もりのなか (世界傑作絵本シリーズ―アメリカの絵本)

新しいラッパを持って、紙の帽子をかぶって、森の中を散歩する「ぼく」。

歩いて行くと、色々な動物が次々参加してきます。

綺麗に髪をとかしたライオン、セーターに着替えるゾウ、カンガルーはお腹にあかちゃんをしまい…。そして、ウサギは何も言葉を発せず、ただついてきます。

みんなでピクニックをし、はんかちおとしをしました。

そして、「ぼく」を探すお父さんが現れると、いつの間にか動物たちはいなくなってしまいました。

子どもの行動は謎だらけ

1963年発行のロングセラー作品。白黒で描かれた、淡々とした絵本です。

何か大事件がおこることもなく、はしゃぐことなく、ただただ行列で歩き・遊ぶみんな。

あまりに淡々としているので、この本は何が言いたい本なのだろう…とモヤモヤするくらい。

でも、子どもの行動というのは時としてそういうもの。大人はつい、行動や発言のひとつひとつに意味をもとめてしまいますが、そんなことはナンセンスだよ、と教えられているようです。

そして、日常。

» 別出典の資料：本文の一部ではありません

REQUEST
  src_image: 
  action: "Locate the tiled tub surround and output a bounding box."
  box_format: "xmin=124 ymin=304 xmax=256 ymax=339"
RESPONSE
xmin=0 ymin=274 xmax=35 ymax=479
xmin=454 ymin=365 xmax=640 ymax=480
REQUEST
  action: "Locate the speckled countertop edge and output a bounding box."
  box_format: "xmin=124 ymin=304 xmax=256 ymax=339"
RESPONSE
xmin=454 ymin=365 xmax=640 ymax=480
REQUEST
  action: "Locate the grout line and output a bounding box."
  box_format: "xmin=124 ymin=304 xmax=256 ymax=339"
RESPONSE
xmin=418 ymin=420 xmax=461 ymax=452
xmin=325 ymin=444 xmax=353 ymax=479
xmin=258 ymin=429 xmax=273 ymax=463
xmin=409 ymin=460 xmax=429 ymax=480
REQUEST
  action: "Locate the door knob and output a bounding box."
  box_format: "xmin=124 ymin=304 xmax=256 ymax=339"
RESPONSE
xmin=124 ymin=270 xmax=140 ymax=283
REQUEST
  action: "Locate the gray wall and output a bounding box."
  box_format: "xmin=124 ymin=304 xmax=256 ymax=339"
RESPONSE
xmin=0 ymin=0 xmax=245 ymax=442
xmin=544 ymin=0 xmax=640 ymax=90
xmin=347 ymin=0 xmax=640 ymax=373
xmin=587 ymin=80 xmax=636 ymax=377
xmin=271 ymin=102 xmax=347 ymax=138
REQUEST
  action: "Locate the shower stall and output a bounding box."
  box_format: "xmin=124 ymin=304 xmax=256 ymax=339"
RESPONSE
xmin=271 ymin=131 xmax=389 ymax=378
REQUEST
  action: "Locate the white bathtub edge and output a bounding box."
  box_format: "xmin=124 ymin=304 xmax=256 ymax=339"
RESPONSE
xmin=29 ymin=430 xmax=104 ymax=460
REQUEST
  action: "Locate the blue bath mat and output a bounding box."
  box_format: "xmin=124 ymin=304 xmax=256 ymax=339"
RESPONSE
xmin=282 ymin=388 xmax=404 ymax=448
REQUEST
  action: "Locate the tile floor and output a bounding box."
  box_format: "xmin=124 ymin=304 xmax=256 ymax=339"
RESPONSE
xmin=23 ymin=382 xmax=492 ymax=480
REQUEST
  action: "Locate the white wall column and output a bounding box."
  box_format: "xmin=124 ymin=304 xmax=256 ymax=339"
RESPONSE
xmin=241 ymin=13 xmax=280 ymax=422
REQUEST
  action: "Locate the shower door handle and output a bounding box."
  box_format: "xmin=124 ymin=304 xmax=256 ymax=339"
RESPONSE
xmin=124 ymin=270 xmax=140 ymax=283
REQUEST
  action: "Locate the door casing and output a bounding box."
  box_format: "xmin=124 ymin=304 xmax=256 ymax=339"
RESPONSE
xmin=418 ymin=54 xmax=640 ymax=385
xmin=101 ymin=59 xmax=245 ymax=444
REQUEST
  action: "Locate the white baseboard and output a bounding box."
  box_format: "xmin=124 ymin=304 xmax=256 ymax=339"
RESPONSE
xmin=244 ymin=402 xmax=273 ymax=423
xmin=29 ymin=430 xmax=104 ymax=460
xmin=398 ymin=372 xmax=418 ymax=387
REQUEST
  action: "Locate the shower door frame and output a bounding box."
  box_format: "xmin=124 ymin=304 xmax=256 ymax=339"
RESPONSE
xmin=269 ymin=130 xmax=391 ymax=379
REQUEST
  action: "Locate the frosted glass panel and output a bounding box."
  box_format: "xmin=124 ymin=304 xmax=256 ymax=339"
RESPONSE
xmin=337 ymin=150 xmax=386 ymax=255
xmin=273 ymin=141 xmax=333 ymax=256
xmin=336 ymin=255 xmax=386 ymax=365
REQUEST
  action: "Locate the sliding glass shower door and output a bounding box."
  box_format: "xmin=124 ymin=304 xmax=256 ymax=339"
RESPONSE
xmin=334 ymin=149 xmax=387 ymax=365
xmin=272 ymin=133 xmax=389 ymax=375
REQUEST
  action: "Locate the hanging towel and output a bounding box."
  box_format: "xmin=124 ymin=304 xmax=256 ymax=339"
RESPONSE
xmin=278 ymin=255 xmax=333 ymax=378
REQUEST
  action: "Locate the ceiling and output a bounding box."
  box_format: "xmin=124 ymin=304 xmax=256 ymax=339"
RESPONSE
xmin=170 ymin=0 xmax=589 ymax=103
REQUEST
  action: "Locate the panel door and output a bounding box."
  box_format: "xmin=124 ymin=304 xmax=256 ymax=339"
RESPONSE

つい子どもを急かすことが多いのですが、子どもには子どものテンポがあり、大事な世界がある…と気付かされます。

ゆっくり、まっててね

最後のパパの登場が、現実世界への切り替わりのサイン。ぼくの話すファンタジーをパパはやさしく受け止め、動物たちはまた森で「まっててくれるよ」と言います。

子どものテンポを待って、子どもの世界を認めているパパのあたたかさを感じます。

派手さはないけれど、ふとしたときに思い出す良書。2歳ごろからおすすめです。